Shadow of the Colossus PS4 Remaster - Test
Näher an dem, was es einmal sein wird.
Das Remaster des Remaster, muss das denn sein? Gibt es nicht genug neue Spiel? Oder zumindest erstmalig ge-remaster-te? Nun, valider Punkt, gehe ich auch mit konform, aber es gibt ein paar Spiele, die erhaltenswert und auch weiterentwickelbar sind. So wie das kommende Remaster von Dark Souls wohl ein wenig mit der Mischung aus nicht zu üppigen Budgets und bedingt vorhandenem technischen Anspruch aufräumen müsste, so ist auch Shadow of the Colossus mehr ein Spiel, das langsam auf der Plattform ankommt, für die es gedacht war, als ein simples Ankokeln vor Jahren abgefackelter Glorie.
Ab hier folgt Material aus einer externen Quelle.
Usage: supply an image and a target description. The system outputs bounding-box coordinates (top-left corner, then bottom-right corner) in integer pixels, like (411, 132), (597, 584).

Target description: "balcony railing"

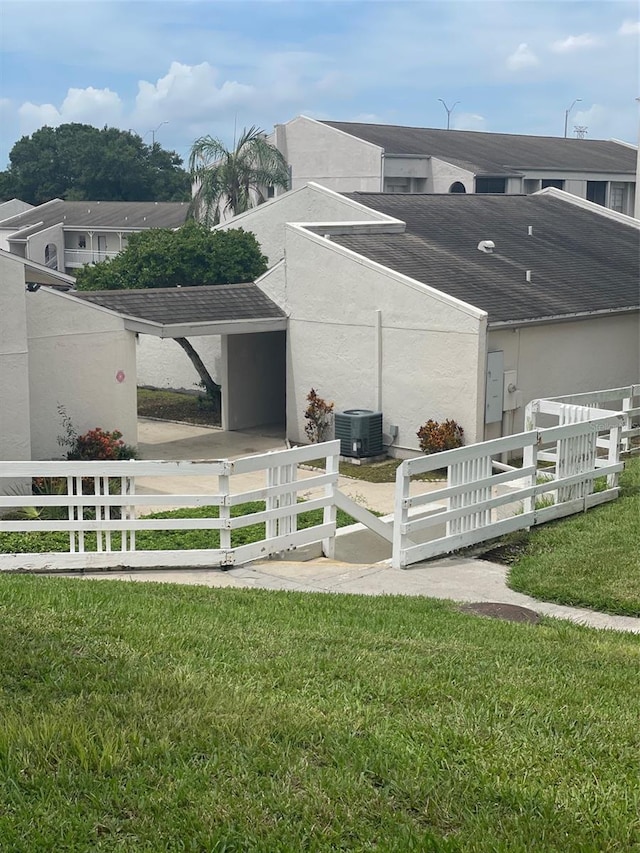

Rein technisch könnt ihr das in dem sehr umfangreichen Artikel von Digital Foundry nachlesen. Eine Reihe von Techniken für die Landschaften, den Lichteinfall, die Animationen und vieles mehr wurde auf der PS2 notdürftig gezimmert, in der Hoffnung, dass die schon in die Jahre gekommene Konsole nicht einfach ob der Präsenz dieses alles abfordernden Spiels explodiert. Komplexe Berechnungen wurden reduziert, Texturen nicht das, was sie sein sollten, manche nötigen Techniken waren noch nicht mal erfunden. Die PS2-Version von Shadow of the Colossus war eine fast schon unverschämt grandiose Vision dessen, was sein kann. Es war wortwörtlich der Schatten eines Kolosses, der erst noch ins Licht treten musste.
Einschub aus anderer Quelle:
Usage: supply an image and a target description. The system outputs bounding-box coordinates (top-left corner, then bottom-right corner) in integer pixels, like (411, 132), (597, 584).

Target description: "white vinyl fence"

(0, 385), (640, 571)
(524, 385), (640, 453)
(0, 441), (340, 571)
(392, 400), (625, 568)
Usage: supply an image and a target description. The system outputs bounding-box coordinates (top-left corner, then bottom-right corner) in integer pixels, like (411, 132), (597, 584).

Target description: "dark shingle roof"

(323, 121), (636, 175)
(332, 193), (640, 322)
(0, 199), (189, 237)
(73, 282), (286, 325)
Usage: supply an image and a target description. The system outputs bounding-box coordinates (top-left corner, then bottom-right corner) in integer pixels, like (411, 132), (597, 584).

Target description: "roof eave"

Mit der PS4-Version ist es nun soweit. Die PS3-Fassung kann man als erste Zwischenstufe betrachten, die das Spiel so zeigte, wie man es sich vielleicht zu PS2-Zeiten gewünscht hätte, aber es ging noch nicht allzu viel weiter als das. Diese neue Version jedoch ist ein (weiterer?) Schritt in Richtung dessen, was die ultimative Version dieses bedeutsamen Spiels sein kann. Nicht perfekt, es bleibt Luft für eine PS5-Version. Wenn ihr also geschworen habt, immer nur eine Fassung eines Spiels in eurem Leben zu kaufen, solltet ihr vielleicht noch warten... Aber das ist dann euer Verlust, denn wer weiß, ob und wann das kommt und diese Fassung hier ist jetzt und heute ein Wunderwerk.
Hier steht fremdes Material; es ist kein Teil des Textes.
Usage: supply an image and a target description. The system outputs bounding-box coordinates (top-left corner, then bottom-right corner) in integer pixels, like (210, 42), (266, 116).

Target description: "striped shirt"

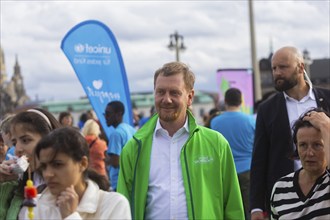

(270, 169), (330, 219)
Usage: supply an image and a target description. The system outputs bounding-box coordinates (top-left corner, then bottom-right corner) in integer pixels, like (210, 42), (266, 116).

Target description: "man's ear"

(80, 156), (88, 172)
Nicht nur ein Wunderwerk der Technik, selbst wenn diese nun nicht mehr nach einem PS2-Upgrade, sondern durch und durch nach einem legitimen PS4-Titel aussieht - und sich auch so anhört, die Klangqualität machte durchweg noch mal einen Sprung in klanglich wertvolle Regionen. Vom tiefen Grollen, erschütterndem Aufstampfen bis hin zu kleinen Details wie durch Gras laufen oder die Aussteuerung der eigenwilligen Kunstsprache bekommt ihr einen akustischen Genuss dargeboten.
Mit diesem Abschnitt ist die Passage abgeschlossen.